Composition IV by Conrad Marca-Relli

Composition IV by Conrad Marca-Relli

Composition IV

Conrad Marca-Relli

Title

Composition IV

 
Artist
Year
1976  
Technique
color collagraph, aquatint and etching 
Image Size
19 1/8 x 24 3/4" platemark 
Signature
pencil, lower right image 
Edition Size
A/P 7/10 (regular edition of 75) 
Annotations
stamped on verso: © 1982 Isaac Rabinovich 
Reference
Marca-relli 004 
Paper
antique-white Gvarro 
State
published 
Publisher
artist, with Isaac Rabinovich 
Inventory ID
20575 
Price
SOLD
Description

This sculptural image is one of a series of color collograph/intaglios by American Abstract Expressionist artist Conrad Marca-Relli, best known for his use of collage with his abstract mixed-media paintings. "Composition IV" is a collagraph for which the artist has attached cut out elements to the plates and inked and printed them to produce this textural, almost three-dimensional image.

Conrad Marca-Relli, born Corrado Marcarelli in Boston, Massachusetts on 5 June 1913 and his childhood was spent between the United States and Italy. His family moved to New York when he was thirteen years old and, in 1930, at the age of seventeen, he enrolled in Cooper Union where he studied for a year. He then worked for the Works Progress Administration (WPA) from 1935 to 1938. His first assignment was as a teacher at the Leonardo da Vinci Art School and later he worked in the easel and mural divisions. During this time he met fellow artists Willem de Kooning, Franz Kline, and John Graham and he won the Logan Medal of the Arts from the Art Institute of Chicago.
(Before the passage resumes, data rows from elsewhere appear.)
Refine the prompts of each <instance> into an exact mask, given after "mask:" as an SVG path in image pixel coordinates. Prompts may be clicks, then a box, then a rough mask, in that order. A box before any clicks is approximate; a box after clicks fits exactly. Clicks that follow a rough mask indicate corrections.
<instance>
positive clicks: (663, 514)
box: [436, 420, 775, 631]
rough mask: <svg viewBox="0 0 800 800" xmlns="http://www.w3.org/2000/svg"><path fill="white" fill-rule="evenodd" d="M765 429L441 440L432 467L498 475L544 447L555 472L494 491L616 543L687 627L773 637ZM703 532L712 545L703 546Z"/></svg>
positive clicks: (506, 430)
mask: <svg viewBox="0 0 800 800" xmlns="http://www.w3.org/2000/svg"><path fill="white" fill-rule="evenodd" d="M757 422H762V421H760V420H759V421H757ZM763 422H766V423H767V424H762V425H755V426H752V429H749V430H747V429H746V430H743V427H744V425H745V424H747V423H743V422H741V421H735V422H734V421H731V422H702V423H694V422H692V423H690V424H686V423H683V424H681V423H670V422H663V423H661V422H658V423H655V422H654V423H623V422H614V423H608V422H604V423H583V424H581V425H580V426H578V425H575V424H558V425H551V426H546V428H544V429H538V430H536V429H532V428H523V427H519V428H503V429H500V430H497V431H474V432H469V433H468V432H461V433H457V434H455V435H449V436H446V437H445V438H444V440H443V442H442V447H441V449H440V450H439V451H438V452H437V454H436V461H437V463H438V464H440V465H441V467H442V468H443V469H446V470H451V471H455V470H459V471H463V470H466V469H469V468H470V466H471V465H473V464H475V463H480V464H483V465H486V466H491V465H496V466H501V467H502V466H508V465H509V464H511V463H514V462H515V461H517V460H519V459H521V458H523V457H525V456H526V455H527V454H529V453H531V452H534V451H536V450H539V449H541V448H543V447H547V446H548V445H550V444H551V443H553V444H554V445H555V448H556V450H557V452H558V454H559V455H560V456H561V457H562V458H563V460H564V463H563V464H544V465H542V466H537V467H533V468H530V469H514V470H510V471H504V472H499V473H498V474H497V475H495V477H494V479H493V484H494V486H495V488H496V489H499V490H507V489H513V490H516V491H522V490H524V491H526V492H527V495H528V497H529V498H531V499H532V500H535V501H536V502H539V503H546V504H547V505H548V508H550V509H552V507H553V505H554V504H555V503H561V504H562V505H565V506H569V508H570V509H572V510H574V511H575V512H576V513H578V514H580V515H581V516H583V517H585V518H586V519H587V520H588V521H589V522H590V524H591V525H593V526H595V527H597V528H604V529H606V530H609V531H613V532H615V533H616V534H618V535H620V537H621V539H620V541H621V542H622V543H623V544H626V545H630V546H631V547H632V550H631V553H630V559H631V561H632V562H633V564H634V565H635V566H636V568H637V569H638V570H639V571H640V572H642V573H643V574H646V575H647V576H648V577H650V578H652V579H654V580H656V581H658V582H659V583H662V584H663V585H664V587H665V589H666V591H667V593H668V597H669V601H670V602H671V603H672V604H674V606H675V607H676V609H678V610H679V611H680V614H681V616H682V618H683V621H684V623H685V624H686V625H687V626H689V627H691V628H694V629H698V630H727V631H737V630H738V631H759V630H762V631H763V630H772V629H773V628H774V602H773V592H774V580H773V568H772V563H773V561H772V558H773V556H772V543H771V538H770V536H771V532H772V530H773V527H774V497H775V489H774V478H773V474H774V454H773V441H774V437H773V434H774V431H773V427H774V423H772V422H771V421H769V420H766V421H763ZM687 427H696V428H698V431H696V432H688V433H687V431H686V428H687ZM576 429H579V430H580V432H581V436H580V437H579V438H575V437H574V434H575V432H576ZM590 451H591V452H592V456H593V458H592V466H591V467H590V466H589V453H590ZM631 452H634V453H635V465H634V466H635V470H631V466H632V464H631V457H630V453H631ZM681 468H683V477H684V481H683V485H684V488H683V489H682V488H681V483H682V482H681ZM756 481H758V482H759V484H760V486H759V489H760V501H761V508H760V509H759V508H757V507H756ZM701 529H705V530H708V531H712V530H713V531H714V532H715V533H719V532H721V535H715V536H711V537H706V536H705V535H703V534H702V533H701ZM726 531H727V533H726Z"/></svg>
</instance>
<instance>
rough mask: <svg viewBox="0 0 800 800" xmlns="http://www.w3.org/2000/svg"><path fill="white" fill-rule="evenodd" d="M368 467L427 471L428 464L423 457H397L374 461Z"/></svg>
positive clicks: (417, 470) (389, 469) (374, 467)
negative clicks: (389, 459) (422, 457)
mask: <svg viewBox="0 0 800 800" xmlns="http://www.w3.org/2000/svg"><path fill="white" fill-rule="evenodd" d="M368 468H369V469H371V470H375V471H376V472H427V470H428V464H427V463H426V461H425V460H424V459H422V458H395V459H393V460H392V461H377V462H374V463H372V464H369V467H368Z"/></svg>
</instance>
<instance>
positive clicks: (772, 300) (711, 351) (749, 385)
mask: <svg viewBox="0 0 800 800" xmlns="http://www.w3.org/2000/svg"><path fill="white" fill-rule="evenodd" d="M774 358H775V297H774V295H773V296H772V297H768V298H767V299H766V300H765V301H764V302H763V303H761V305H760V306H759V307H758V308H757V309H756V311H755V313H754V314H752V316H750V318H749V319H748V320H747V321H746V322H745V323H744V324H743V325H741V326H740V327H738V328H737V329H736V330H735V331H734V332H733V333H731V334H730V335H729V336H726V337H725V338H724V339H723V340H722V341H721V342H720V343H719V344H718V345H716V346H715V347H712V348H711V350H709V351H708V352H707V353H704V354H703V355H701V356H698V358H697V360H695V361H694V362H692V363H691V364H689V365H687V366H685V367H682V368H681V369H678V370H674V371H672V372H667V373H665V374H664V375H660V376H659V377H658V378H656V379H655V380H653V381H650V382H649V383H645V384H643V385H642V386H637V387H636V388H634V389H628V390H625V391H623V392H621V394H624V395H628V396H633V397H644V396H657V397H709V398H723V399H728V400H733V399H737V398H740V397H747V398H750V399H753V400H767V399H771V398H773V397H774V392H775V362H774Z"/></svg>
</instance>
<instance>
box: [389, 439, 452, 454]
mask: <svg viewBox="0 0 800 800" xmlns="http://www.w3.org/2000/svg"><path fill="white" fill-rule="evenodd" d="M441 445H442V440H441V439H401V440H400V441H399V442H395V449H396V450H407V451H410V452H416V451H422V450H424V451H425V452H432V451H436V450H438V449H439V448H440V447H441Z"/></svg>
Marca-Relli served in the US Army between 1941 and 1945 and then returned to New York in 1946. In 1949, he joined other artists to form the "Downtown Group" whose workshop was located at 39 East 8th Street in Greenwich Village. Artist members also included Willem de Kooning, Robert Motherwell, Franz Kline, Jackson Pollock, and Robert Rauschenberg and their focus was the exploration of the avant-garde. He was selected by his fellow artists to show in the Ninth Street Show held on May 21-June 10, 1951. It was organized by Leo Castelli and is considered the first exhibition of Abstract Expressionism.
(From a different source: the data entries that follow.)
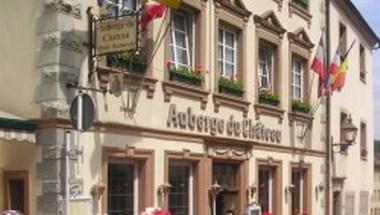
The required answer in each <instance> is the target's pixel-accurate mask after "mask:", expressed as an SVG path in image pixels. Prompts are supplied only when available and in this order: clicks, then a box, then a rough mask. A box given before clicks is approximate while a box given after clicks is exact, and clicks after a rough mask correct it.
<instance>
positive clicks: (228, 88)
mask: <svg viewBox="0 0 380 215" xmlns="http://www.w3.org/2000/svg"><path fill="white" fill-rule="evenodd" d="M219 93H222V94H227V95H231V96H236V97H243V94H244V91H242V90H239V89H233V88H229V87H225V86H220V85H219Z"/></svg>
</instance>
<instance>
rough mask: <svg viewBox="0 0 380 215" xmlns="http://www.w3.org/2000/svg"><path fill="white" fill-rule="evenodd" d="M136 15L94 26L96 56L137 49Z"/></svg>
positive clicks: (100, 22)
mask: <svg viewBox="0 0 380 215" xmlns="http://www.w3.org/2000/svg"><path fill="white" fill-rule="evenodd" d="M137 24H138V23H137V15H129V16H124V17H121V18H119V19H109V20H104V21H100V22H98V23H97V24H96V47H95V50H96V52H95V54H96V55H105V54H110V53H115V52H123V51H131V50H136V49H137Z"/></svg>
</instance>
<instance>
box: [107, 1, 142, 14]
mask: <svg viewBox="0 0 380 215" xmlns="http://www.w3.org/2000/svg"><path fill="white" fill-rule="evenodd" d="M111 2H112V3H113V4H108V5H107V15H108V16H109V17H114V16H121V15H123V14H126V13H129V12H131V11H136V10H137V9H138V3H137V0H111Z"/></svg>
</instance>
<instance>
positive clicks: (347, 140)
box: [342, 115, 358, 146]
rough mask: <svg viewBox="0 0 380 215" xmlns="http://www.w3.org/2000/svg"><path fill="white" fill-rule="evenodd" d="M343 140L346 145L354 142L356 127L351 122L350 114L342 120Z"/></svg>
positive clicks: (355, 133) (356, 127)
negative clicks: (343, 119)
mask: <svg viewBox="0 0 380 215" xmlns="http://www.w3.org/2000/svg"><path fill="white" fill-rule="evenodd" d="M342 132H343V140H344V141H345V143H346V144H347V145H349V146H350V145H352V144H353V143H354V142H355V139H356V135H357V133H358V128H357V127H356V126H355V125H354V124H353V123H352V119H351V115H350V116H349V117H348V118H347V119H346V120H345V121H344V122H343V125H342Z"/></svg>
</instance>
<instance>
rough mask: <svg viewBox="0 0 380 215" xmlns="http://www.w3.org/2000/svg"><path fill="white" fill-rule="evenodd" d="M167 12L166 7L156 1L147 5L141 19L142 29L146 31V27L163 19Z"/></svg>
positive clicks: (139, 23)
mask: <svg viewBox="0 0 380 215" xmlns="http://www.w3.org/2000/svg"><path fill="white" fill-rule="evenodd" d="M165 11H166V6H165V5H163V4H161V3H159V2H155V1H150V2H147V3H145V5H144V9H143V15H142V17H141V19H140V22H139V24H140V26H141V28H143V29H145V28H146V26H147V25H148V24H149V23H150V22H151V21H153V20H154V19H157V18H161V17H162V16H163V15H164V13H165Z"/></svg>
In 1953 in Mexico he had run low on paint and began attaching (collaging) strips of canvas to add texture to his painting, something which became a signature element of his work. Throughout the 1950s, Marca-Relli continued to work and socialize with the abstract expressionists and his work was shown alongside theirs at both the Stable and Kootz Galleries in New York. During this period, he taught a Yale University and, in 1953, he purchased a house near East Hampton at the Springs, next to Lee Krasner and Jackson Pollock who became close friends. During the ensuing years Marca-Relli experimented with materials and collage.

In 1996 he and his wife, Anita Gibson, moved to Parma, Italy. Conrad Marca-Relli was named an honorary Italian citizen shortly before his death on 29 August 2000.